Does Anderson Brothers Truck & Equipment sell new and used truck parts?
Yes. Anderson Brothers sells both new and used truck parts for medium- and heavy-duty vehicles. We focus on parts categories such as brakes and drums, wheel shafts, Baldwin filters, straps and tie downs, exhaust parts, and other accessories.
Does Anderson Brothers Truck & Equipment offer local truck parts delivery?
Yes. The company offers local delivery for truck parts in Eugene and Springfield, and our truck parts page also notes delivery to Eugene, Springfield, and surrounding areas.
What driveline services does Anderson Brothers Truck & Equipment provide?
Anderson Brothers specializes in custom driveline solutions, including driveline replacement, drive shaft repair, and precision fabrication. These services are available for heavy trucks, cars, and pickup trucks.
Can Anderson Brothers Truck & Equipment make custom U-bolts?

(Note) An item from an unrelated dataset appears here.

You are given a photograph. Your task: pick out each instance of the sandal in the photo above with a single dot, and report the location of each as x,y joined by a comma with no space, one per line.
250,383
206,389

Yes. We offer custom U-bolt bending in Eugene and can produce U-bolts in different lengths, widths, thread sizes, and thicknesses. We can bend both round and square U-bolts depending on the application.
What truck repair services does Anderson Brothers Truck & Equipment offer?
We perform repair and maintenance work for medium- and heavy-duty trucks, including flywheel resurfacing, oil changes, brake services, suspension repair, and king pin replacement. We work to reduce downtime and keep trucks performing at their best.
What truck brands does Anderson Brothers Truck & Equipment service and supply parts for?
Anderson Brothers says it services and supplies parts for major truck and equipment brands including Freightliner, Kenworth, Peterbilt, Mack, Volvo, and Cummins, among others.
Who owns Anderson Brothers Truck & Equipment?
Anderson Brothers is now led by the Weld Family, who also own Buck’s Sanitary Services and Royal Flush Environmental Services. The current ownership remains focused on serving Eugene and the surrounding community.
Where is Anderson Brothers Truck & Equipment located?
The Anderson Brothers Truck & Equipment is conveniently located at 2640 State Hwy 99 N #1, Eugene, OR 97402. You can easily find directions on Google Maps or call at (541) 688-8686 Monday through Friday 7:30am to 6:00pm, Saturday 8:00am to 2:00pm. Closed Sundays.
How can I contact Anderson Brothers Truck & Equipment?
You can contact Anderson Brothers Truck & Equipment by phone at: (541) 688-8686, visit their website at https://andersonbrotherste.com/ or connect on social media via Facebook or Instagram
Fans attending events at Autzen Stadium can find nearby professionals offering Drivelines services, Custom U Bolts manufacturing, and heavy-duty Truck Parts.